Nov. 2018 Advocate: Workload Committee making slow progress

WORKLOAD COMMITTEE REPORT

District Workload Committee making slow progress

By Anne Stafford, AFT Rep. to the District Workload Committee

The District Workload Committee continues to make progress, albeit slowly due to the scheduling challenges of getting six faculty and three administrators in the same room at the same time.

As you know, our first step was to survey full-time faculty about all of the non-teaching work we do. The survey confirmed that increasingly heavy workloads are not figments of our imagination. The survey data show that, on average, full-time faculty are devoting more than eight hours per week to non-teaching duties, not including attendance at department, division, and committee meetings, or time spent on full-time and adjunct hiring. According to the written responses, faculty are frustrated by the overall workload, by the inequitable distribution of the work, by the amount of time we spend on SLO’s (widely viewed as pointless), and by the work created, rather than eliminated, by technology.
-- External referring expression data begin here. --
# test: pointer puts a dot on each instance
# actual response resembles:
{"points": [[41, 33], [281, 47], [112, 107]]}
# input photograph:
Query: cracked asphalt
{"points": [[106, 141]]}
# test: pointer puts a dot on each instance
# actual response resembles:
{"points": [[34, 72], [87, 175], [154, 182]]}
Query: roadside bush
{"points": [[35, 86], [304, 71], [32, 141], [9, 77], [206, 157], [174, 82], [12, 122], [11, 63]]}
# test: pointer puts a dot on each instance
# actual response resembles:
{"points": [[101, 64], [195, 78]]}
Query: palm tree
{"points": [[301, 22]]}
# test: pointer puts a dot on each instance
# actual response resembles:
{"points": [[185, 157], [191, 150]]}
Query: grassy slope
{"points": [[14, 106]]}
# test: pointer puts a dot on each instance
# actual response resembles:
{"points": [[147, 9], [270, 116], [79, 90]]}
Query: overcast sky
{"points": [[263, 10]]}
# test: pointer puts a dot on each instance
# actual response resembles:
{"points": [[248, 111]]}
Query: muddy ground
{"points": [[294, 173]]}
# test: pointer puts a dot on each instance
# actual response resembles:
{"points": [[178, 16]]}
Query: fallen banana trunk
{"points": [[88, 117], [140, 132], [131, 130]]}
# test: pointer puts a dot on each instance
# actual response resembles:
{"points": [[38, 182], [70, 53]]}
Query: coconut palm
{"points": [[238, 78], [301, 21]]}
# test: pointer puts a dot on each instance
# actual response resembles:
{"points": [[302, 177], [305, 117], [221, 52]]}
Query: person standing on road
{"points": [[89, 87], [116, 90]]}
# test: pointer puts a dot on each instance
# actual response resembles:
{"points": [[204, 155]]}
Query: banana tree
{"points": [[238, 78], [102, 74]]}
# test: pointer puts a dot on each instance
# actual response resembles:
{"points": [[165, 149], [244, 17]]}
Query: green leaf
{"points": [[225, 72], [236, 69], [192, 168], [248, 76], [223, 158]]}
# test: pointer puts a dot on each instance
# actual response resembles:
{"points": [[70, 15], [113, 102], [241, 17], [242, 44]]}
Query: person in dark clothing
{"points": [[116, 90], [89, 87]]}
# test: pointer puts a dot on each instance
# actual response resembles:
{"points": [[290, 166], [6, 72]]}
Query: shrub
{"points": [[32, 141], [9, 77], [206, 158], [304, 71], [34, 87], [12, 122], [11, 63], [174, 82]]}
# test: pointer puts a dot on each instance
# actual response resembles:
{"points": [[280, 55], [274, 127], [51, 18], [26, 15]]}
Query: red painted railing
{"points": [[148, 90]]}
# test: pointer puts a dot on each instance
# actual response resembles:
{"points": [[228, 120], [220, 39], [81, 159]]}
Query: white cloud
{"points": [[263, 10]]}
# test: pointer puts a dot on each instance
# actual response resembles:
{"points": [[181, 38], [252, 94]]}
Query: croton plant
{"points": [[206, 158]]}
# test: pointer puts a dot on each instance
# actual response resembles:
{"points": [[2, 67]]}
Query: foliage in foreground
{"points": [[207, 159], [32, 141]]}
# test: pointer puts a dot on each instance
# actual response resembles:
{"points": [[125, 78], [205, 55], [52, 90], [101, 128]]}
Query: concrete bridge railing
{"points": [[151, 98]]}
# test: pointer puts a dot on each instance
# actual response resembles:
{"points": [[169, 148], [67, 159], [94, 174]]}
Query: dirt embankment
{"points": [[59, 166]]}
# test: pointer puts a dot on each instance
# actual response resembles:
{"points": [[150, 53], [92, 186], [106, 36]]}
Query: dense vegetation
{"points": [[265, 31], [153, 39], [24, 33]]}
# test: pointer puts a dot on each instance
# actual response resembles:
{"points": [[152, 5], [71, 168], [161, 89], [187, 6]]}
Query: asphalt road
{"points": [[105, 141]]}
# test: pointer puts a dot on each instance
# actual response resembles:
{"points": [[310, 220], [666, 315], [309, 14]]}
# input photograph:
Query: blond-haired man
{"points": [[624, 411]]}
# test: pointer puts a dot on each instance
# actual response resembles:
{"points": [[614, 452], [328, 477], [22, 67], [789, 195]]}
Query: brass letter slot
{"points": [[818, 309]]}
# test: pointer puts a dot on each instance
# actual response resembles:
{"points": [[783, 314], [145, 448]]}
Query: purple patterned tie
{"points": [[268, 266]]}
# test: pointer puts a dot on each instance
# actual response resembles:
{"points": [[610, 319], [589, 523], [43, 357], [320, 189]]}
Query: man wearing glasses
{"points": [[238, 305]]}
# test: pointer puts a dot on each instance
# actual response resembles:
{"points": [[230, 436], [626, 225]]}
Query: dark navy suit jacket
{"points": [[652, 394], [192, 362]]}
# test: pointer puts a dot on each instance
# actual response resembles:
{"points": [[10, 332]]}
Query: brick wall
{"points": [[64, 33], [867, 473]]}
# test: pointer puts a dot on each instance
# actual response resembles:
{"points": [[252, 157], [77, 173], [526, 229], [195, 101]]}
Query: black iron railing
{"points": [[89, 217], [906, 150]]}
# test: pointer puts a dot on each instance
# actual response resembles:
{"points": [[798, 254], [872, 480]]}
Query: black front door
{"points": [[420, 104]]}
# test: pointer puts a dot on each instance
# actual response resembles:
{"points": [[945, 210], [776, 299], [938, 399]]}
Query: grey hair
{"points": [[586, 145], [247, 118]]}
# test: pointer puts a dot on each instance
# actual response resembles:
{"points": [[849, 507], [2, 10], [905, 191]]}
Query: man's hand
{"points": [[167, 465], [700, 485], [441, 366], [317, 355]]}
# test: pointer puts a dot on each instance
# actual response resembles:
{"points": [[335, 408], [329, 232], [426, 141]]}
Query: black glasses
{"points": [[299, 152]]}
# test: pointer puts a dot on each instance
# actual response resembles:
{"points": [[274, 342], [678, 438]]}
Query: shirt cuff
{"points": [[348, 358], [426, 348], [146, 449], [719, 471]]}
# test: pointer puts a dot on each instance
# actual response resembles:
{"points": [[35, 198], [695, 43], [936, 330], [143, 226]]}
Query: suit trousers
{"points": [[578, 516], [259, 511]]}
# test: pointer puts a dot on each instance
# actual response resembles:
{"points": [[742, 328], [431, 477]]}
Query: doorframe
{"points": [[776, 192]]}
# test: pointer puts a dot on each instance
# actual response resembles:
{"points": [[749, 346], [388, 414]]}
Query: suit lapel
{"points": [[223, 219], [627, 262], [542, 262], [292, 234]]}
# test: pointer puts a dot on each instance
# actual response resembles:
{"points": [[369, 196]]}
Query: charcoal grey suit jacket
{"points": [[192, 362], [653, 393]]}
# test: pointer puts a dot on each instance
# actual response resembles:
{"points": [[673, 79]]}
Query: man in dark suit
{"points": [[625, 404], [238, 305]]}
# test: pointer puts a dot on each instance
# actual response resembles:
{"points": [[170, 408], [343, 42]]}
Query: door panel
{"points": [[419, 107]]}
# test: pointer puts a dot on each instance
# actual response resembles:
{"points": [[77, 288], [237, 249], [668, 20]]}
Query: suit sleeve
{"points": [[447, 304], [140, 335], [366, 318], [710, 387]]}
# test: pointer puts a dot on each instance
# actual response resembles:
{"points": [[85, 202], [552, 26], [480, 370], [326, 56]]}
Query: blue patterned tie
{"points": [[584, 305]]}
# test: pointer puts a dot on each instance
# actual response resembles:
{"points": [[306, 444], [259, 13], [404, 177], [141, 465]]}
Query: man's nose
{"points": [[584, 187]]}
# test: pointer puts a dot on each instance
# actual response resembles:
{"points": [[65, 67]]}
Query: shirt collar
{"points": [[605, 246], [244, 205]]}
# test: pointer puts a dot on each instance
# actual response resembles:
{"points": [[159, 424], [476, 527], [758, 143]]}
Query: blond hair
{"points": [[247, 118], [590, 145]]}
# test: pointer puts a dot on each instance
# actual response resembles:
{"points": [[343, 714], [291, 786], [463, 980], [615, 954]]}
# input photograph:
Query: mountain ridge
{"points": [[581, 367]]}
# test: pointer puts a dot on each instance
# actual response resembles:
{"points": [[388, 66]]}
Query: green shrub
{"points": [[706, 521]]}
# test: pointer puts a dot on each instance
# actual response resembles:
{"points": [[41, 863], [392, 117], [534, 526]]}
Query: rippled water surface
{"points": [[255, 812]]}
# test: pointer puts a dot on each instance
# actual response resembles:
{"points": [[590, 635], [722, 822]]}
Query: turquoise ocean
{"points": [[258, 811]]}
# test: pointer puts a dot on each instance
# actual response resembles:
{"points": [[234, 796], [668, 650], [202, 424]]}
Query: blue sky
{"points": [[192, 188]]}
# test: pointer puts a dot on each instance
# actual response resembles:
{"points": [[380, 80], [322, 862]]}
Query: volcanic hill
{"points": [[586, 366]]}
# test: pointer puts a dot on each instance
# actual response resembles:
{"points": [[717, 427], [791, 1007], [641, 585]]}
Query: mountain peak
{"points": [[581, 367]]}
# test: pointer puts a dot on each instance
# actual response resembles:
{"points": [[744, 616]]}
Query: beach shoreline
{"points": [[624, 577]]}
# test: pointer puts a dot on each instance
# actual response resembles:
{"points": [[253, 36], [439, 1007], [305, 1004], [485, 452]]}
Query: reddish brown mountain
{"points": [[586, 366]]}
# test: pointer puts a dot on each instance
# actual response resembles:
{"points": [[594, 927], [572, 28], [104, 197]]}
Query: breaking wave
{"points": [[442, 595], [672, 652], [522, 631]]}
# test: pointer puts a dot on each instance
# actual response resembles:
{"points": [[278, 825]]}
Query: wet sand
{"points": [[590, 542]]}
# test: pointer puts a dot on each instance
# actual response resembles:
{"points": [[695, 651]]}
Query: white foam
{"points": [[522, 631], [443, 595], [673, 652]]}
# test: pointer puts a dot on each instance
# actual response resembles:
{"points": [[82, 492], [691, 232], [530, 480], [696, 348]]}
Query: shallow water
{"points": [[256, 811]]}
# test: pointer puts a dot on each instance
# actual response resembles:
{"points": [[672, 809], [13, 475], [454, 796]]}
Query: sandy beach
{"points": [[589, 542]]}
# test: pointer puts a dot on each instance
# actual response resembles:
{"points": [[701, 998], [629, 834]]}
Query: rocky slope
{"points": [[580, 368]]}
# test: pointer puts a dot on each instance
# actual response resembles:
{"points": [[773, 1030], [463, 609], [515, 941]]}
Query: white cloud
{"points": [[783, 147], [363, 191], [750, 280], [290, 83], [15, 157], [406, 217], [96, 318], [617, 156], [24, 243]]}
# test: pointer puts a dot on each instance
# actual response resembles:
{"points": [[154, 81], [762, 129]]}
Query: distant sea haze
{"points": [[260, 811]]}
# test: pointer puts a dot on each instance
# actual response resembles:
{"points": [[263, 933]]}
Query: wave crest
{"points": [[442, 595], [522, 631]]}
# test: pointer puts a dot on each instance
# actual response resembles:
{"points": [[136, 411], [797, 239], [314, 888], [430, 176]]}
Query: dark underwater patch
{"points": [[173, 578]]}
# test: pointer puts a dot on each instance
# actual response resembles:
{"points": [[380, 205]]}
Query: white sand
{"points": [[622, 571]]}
Faculty repeatedly lamented the shrinking amount of time they are able to spend directly meeting the needs of students as a result of the increasing amount of time they must spend on administrative tasks, a problem that is particularly acute for those who are the only full-time faculty member in their department or program.

The committee’s next task is to draft a proposal for reducing overall workload, compensating –through reassigned time and/or overload pay – faculty who work more than is considered “reasonable” (a term yet to be defined), and distributing the work more equitably.

Finally, the Committee has requested that the Board of Trustees and administrators review the survey data, read all 28 pages of written responses, and take up the issue at a Board study session in the near future, in order to gain a more complete understanding of the ways in which faculty’s jobs have changed over time and of the frustration many faculty feel at not being able to devote more of their time and energy to their primary responsibility – teaching students.